Reflexões
para a aula da pós / Unilago, 13 de abril de 2013
A mudança no cenário da informação, consumo e economia do país a partir dos anos 90 levaram as empresas a repensarem seus papéis em meio às comunidades onde estão inseridas. Se antes blocos fechados e praticantes das verdades absolutas que elas mesmas produziam, o novo cenário desenhado pelo dinheiro circulante, novas tecnologias de informação e um posicionamento mais crítico da comunidade decretaram que as empresas que não fortalecessem seus vínculos com as várias comunidades onde se inserem estariam com sérios problemas.
Modelos de gestão em comunicação e a tão sonhada comunicação integrada são buscados até hoje para suprir esta necessidade. Fórmulas existem, exemplos existem, porém, modos engessados de administração ainda emperram as ações da boa vontade. Empresas tradicionalistas em seus mecanismos de gestão são contrárias a teorias humanas de administração. Assim, se valorizar e observar as necessidades e potencialidades do próprio funcionário é um desafio, o que se dizer então deste mesmo processo quando se fala em observar as necessidades, potenciais e objetivos da sociedade onde se insere.
Pior traço, as “reservas de mercado” dos profissionais envolvidos no processo da comunicação integrada são uma constante. Profissionais de comunicação, jornalistas, publicitários, marketing e relações públicas trabalhando em uníssono... sonho nosso! Ainda nesta semana, no corredor da faculdade, ouço uma discussão acalorada entre dois alunos, um estudante de jornalismo, outro da publicidade, debatendo qual dos dois era mais importante à sociedade. Argumentos aos montes, debate acalorado e tom de voz em crescendo contínuo... Intervir foi fácil. O problema não é ser jornalista, relações públicas, publicitário ou defensor de posturas políticas de extrema direita ortodoxa, o problema é ser chato e não notar que no mercado não há apenas lugar – mas a necessidade – para atuação de todo mundo. Saí de perto, continuaram o debate.
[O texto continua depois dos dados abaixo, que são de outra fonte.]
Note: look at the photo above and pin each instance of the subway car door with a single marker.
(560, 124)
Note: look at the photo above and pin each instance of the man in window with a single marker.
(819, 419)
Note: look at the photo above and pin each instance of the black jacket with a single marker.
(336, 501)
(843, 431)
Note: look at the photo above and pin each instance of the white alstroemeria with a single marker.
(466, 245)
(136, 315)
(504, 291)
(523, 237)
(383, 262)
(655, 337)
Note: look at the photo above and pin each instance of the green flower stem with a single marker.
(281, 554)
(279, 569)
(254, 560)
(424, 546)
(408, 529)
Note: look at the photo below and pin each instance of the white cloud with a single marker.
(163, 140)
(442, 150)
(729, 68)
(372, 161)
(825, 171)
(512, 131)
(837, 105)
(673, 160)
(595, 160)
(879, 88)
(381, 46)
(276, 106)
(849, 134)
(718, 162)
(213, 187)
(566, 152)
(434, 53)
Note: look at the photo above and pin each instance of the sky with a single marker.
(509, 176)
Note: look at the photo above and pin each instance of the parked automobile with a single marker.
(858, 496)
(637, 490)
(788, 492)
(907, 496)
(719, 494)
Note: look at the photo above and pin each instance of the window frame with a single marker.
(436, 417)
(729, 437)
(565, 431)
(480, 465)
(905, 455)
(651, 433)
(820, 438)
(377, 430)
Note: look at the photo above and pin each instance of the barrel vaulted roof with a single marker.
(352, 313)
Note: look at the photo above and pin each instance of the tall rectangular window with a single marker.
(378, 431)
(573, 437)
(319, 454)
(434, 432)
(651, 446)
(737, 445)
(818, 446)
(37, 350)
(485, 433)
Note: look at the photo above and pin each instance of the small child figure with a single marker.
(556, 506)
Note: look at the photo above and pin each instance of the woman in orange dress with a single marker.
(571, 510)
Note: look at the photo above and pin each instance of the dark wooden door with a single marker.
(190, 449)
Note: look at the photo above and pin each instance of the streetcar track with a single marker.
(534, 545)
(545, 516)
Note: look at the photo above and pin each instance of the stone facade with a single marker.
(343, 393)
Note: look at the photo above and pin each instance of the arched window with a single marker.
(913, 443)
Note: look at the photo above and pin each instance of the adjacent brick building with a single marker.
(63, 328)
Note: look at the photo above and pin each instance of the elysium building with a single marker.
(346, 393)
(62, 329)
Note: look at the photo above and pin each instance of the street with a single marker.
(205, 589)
“...as relações entre as diversas formas de comunicação presentes na empresa, ou seja, especialidades como Jornalismo, Relações Públicas, Publicidade e Propaganda e Marketing, sempre foram muito complexas, dificultando a integração e o trabalho conjunto. Muitas vezes a integração existe na política e no "discurso" da companhia, chegando até a orientar estruturas formais, (que figuram nos organogramas empresarias) sem, entretanto, inserir-se como filosofia, ação e política da cultura organizacional. Não se efetivam, no dia-a-dia das empresas os processos que poderiam refletir a integração das políticas de comunicação...” (Curvello, 2002)
Empresas de cidade do interior, em especial, têm tendências quase suicidas a estas posturas. A administração quer, o departamento de marketing pensa, sozinho. O publicitário vende, sozinho. O jornalista corre atrás no final do processo e faz um release, sozinho. E o relações públicas.... bem, o que ele faz mesmo??? Triste engano de quem ainda pensa assim.
De posse de uma idéia ou necessidade desta empresa, pensar uma estratégia conjunta entre todos estes profissionais que atenda as possibilidades de atuação de cada um deles é fundamental para que o trabalho dê certo. Uma ação só pode ter o sucesso esperado quando a criação publicitária atenda as necessidades de comunicação propostas pelo marketing, as quais serão trabalhadas também com a comunicação em meio a mídia espontânea envolvendo ações de relacionamento pensadas e executadas com a maestria dos RPs. Infelizmente, o correr atrás da atuação perdida ainda é característica em muitos casos.
"A permanência e o sucesso da empresa hoje, já sabemos disso demais, são função direta da conquista da fidelidade de seus empregados e clientes. Ora, esta conquista de fidelidade não pode dar-se através de símbolos, valores e credos abstratos, nem de golpes de publicidade lenitivos e repetitivos. Ela só é possível se o empregado e o cliente tiverem razões concretas para ser fiéis. Isto é, se antes de tudo, de seu ponto de vista, eles tenham efetivamente vivido experiências, preferivelmente nunca desmentidas, gratificantes e satisfatórias" (Aktouf, 1986: 173).
É necessário que o espaço das estratégias de Comunicação Integrada se torne, senão maior e prioritário dentro das estratégias competitivas estabelecidas pelas empresas, ao menos respeitado. Caso contrário, vamos continuar nos deparando eternamente com campanhas isoladas, um out door aqui, uma matéria ali, uma nota bem lá e longe, bem longe, uma vista qualquer dia desses. Não funciona e, mais do que as empresas, os profissionais de comunicação que não estiverem atentos a isso correm o risco bastante sério de ficar a margem do processo, em sua reserva de mercado e sem atuação.